Louis Daguerre gelang es, das erste fotografische Verfahren zu perfektionieren, das auch vermarktet werden konnte. Das Problem allerdings war: Jedes Bild entstand als Unikat und konnte nicht vervielfältigt werden.

Von Björn Stüben | 18.11.2012
    Louis Jacques Mande Daguerre
    Louis Jacques Mande Daguerre (picture alliance / dpa)
    Auf den ersten Blick wirkt es beinahe wie eine Radierung, die die Ansicht des Boulevard du Temple in Paris zeigt. Doch das Bild entstand nicht durch ein Druckverfahren, sondern mithilfe einer versilberten Kupferplatte: Es ist eine der ersten Fotografien, die Louis Daguerre 1839 erstellte, indem er eine gezielte chemische Reaktion hervorrief. Als Daguerreotypien sollten seine Arbeiten Fotografie-Geschichte schreiben. Die Daguerre-Spezialistin des Louvre, Dominique de Font-Réaulx, blickt zurück auf die Anfänge des neuen Mediums:

    "Die Technik der Fotografie ist sehr alt: Sie geht auf die Camera obscura zurück, die bereits in der Renaissance entwickelt wurde. Es ging jetzt nur noch um die passende Zusammenstellung der entsprechenden Chemikalien. Eine wirklich bahnbrechende Erfindung gab es hierbei aber nicht. Eine absolute Innovation war der Versuch, die mit der Camera obscura geschaffenen Bilder dauerhaft zu fixieren. Nicht die Erfindung der Fotografie stellte daher etwas völlig Neues dar, sondern die Idee, die dahinter steckte."

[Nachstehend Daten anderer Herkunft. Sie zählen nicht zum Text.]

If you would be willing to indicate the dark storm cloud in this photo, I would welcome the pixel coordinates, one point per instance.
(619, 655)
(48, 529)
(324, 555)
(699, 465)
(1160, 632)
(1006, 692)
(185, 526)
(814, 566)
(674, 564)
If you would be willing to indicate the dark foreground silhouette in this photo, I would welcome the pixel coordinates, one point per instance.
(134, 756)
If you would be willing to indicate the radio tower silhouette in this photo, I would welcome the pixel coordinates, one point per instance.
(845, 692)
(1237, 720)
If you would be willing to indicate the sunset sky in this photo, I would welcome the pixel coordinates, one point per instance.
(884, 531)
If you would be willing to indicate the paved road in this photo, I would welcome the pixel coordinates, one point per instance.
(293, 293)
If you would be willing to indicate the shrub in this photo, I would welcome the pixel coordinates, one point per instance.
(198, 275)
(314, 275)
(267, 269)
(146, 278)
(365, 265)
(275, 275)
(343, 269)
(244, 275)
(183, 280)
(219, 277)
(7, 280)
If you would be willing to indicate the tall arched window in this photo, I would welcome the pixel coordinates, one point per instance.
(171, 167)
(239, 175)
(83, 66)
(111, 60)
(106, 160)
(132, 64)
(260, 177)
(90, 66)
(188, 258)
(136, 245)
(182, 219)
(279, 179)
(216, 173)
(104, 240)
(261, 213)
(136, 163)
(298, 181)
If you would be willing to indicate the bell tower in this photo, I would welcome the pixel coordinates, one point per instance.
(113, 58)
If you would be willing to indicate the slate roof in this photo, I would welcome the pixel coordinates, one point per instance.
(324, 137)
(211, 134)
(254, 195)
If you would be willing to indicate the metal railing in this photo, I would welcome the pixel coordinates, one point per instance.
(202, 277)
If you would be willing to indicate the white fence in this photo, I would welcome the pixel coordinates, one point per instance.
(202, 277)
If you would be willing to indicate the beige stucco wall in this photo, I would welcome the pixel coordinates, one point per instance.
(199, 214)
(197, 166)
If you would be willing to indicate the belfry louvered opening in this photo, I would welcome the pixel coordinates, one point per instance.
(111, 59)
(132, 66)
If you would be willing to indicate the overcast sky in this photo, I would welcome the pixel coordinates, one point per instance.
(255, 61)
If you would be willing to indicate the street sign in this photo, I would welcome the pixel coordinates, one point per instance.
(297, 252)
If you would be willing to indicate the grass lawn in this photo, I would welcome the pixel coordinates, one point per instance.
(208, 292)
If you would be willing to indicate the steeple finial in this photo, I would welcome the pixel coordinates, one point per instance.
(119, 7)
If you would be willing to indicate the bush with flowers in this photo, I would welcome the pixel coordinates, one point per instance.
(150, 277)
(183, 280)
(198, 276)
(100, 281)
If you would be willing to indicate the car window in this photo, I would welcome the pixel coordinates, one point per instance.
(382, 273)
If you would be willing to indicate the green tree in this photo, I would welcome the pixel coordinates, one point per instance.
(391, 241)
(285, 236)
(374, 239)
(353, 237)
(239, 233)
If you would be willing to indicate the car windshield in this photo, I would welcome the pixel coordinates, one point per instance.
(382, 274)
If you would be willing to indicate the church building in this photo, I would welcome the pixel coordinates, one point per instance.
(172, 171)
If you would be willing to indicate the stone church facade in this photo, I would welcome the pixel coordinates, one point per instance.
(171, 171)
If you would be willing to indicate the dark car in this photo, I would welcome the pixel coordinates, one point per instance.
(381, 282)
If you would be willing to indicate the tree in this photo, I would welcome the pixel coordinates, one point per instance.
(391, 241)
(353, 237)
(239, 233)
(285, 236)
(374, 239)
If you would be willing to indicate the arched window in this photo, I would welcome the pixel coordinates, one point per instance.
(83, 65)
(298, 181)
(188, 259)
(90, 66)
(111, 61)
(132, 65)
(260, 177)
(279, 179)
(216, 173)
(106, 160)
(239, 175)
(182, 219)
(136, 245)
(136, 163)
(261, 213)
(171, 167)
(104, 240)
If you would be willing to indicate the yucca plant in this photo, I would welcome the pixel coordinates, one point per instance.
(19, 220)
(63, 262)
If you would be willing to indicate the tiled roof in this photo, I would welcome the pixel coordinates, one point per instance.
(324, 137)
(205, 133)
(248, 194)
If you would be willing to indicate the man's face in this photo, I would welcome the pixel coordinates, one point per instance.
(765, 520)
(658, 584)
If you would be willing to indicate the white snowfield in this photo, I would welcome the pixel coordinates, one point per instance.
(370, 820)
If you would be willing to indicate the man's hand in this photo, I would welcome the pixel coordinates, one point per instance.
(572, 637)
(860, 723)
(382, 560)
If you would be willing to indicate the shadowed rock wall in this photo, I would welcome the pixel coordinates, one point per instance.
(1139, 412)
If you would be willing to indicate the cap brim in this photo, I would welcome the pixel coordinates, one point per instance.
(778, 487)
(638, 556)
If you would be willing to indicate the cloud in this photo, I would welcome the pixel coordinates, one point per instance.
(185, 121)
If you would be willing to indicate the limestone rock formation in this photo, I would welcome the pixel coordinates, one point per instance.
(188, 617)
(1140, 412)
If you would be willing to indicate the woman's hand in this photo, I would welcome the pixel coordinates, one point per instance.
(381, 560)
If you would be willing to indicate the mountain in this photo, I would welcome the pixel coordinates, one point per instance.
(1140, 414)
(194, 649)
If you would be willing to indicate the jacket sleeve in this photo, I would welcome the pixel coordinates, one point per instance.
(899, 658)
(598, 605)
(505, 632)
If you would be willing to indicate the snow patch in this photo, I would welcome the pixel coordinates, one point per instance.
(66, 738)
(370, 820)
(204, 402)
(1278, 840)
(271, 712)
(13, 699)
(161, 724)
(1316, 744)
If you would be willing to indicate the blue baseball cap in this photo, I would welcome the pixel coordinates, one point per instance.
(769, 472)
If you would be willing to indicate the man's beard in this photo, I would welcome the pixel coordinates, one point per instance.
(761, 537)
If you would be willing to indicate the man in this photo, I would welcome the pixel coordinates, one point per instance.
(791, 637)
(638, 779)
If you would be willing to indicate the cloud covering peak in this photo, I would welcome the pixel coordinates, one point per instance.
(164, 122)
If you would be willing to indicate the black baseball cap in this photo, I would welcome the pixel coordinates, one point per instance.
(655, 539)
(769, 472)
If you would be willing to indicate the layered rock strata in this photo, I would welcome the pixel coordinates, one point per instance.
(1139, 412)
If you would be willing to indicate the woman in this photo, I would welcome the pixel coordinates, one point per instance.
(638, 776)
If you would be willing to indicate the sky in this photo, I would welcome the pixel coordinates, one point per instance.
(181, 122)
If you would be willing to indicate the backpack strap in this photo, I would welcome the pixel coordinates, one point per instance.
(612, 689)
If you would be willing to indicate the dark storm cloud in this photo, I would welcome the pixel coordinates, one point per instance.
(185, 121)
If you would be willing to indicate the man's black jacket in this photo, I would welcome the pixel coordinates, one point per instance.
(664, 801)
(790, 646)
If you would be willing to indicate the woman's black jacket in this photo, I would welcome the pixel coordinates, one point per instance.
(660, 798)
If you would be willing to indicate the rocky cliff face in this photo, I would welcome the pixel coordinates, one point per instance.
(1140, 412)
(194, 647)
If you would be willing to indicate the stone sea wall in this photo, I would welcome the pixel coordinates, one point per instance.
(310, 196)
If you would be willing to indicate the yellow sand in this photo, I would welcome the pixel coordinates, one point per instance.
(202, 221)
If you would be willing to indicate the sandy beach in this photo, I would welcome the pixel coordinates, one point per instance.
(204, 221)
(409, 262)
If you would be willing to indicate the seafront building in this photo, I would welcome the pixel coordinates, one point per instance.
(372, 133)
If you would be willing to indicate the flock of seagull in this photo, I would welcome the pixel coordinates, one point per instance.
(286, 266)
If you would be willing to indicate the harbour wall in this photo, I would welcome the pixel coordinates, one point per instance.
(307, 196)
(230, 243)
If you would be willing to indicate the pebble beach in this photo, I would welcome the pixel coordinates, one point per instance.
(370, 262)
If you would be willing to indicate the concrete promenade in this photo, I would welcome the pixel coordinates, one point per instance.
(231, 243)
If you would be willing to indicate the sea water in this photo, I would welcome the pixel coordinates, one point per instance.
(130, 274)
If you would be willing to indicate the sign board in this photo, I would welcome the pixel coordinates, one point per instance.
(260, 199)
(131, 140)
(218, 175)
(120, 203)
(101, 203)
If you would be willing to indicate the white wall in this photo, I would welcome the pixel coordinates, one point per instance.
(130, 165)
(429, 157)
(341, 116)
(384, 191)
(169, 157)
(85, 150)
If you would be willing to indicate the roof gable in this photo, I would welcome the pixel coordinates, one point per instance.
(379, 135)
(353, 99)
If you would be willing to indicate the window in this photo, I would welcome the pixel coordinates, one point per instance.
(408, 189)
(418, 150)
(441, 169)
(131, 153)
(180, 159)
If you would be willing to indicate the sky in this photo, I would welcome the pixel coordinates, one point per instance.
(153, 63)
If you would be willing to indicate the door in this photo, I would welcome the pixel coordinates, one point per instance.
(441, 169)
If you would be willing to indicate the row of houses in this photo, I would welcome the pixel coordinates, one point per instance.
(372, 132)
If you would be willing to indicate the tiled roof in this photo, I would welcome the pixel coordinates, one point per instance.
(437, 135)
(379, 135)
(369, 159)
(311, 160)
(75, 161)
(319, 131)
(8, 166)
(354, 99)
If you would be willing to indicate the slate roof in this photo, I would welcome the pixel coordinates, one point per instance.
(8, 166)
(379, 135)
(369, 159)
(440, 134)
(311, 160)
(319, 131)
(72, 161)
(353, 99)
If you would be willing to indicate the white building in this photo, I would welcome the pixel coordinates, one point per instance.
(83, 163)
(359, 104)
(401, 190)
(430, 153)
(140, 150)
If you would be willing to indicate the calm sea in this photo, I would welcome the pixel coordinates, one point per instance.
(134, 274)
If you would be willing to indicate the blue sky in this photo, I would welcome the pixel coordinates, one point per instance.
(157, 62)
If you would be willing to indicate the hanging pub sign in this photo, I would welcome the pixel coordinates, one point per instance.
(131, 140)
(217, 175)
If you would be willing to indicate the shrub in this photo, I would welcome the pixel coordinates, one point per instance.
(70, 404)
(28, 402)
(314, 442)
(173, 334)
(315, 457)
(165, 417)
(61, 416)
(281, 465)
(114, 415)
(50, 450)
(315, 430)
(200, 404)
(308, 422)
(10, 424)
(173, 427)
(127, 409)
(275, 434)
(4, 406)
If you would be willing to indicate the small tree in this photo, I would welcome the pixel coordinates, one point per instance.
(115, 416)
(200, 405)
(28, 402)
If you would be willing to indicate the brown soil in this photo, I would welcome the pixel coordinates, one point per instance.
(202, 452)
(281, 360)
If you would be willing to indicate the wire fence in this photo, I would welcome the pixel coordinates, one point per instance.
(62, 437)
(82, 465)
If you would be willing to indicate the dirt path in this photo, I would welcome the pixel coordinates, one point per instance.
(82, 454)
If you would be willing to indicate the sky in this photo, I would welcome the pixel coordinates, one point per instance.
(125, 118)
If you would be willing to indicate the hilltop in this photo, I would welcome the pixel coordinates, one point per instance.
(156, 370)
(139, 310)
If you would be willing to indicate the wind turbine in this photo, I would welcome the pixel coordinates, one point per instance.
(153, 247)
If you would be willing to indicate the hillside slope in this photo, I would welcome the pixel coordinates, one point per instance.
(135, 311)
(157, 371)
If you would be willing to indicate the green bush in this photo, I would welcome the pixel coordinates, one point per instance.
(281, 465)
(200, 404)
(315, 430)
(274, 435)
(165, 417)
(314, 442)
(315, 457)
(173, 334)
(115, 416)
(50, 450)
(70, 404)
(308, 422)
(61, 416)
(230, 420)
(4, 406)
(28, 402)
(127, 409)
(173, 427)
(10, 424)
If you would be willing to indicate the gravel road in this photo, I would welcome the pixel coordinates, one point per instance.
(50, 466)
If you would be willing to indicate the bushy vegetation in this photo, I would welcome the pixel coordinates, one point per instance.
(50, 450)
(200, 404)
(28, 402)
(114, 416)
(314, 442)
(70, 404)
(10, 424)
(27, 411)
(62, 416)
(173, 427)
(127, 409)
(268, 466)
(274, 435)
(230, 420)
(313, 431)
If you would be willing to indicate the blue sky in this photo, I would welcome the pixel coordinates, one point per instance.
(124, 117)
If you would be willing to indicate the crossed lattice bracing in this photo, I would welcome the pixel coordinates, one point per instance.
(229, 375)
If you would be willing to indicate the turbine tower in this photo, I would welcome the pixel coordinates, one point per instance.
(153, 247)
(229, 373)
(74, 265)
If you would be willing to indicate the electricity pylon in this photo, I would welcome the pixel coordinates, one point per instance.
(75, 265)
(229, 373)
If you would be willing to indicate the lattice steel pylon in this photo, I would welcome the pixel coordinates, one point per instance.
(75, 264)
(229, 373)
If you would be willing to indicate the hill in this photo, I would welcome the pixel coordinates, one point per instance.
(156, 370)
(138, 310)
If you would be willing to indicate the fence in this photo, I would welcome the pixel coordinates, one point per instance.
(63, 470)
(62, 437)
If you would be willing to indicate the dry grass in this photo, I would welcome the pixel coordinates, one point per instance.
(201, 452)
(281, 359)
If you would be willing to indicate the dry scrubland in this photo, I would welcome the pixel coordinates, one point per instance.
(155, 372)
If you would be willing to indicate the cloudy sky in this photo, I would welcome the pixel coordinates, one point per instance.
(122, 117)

    Louis Daguerre, am 18. November 1787 in Cormeilles bei Paris geboren, hatte zunächst eine Lehre bei einem Architekten absolviert, bevor er sein Zeichentalent als Dekorationsmaler am Theater entfaltete. In Paris gelang ihm der künstlerische Durchbruch mit der Gründung eines sogenannten Dioramas, das mit illusionistisch gemalten Stadtansichten, für die Daguerre auch auf die Projektionen der Camera obscura zurückgriff, Schaulustige anlockte. Gleichzeitig begann er, mit der Fixierung der projizierten Bilder zu experimentieren. Er knüpfte enge Kontakte mit dem eine Generation älteren Nicéphore Nièpce, der zeitgleich ähnliche Versuche unternahm und dem es 1826 gelang, die weltweit erste lichtbeständige Fotografie, einen Blick aus dem Fenster seines Arbeitszimmers, zu realisieren. Nach Nièpce’s Tod 1833 perfektionierte Daguerre seine eigene Methode.
    "Die Fotografie wurde 1839 von dem Physiker und Politiker Francois Arago der Pariser Akademie der Wissenschaften als Erfindung vorgestellt. Genau 50 Jahre nach der Französischen Revolution feierte Arago die Fotografie und ihren Erfinder Louis Daguerre als Geschenk Frankreichs an die Welt. Es war eine Art Kampf unter den Nationen, aber ein Kampf ohne Waffen, denn es ging um den Wettstreit der Ideen und letztlich immer ums Geschäft."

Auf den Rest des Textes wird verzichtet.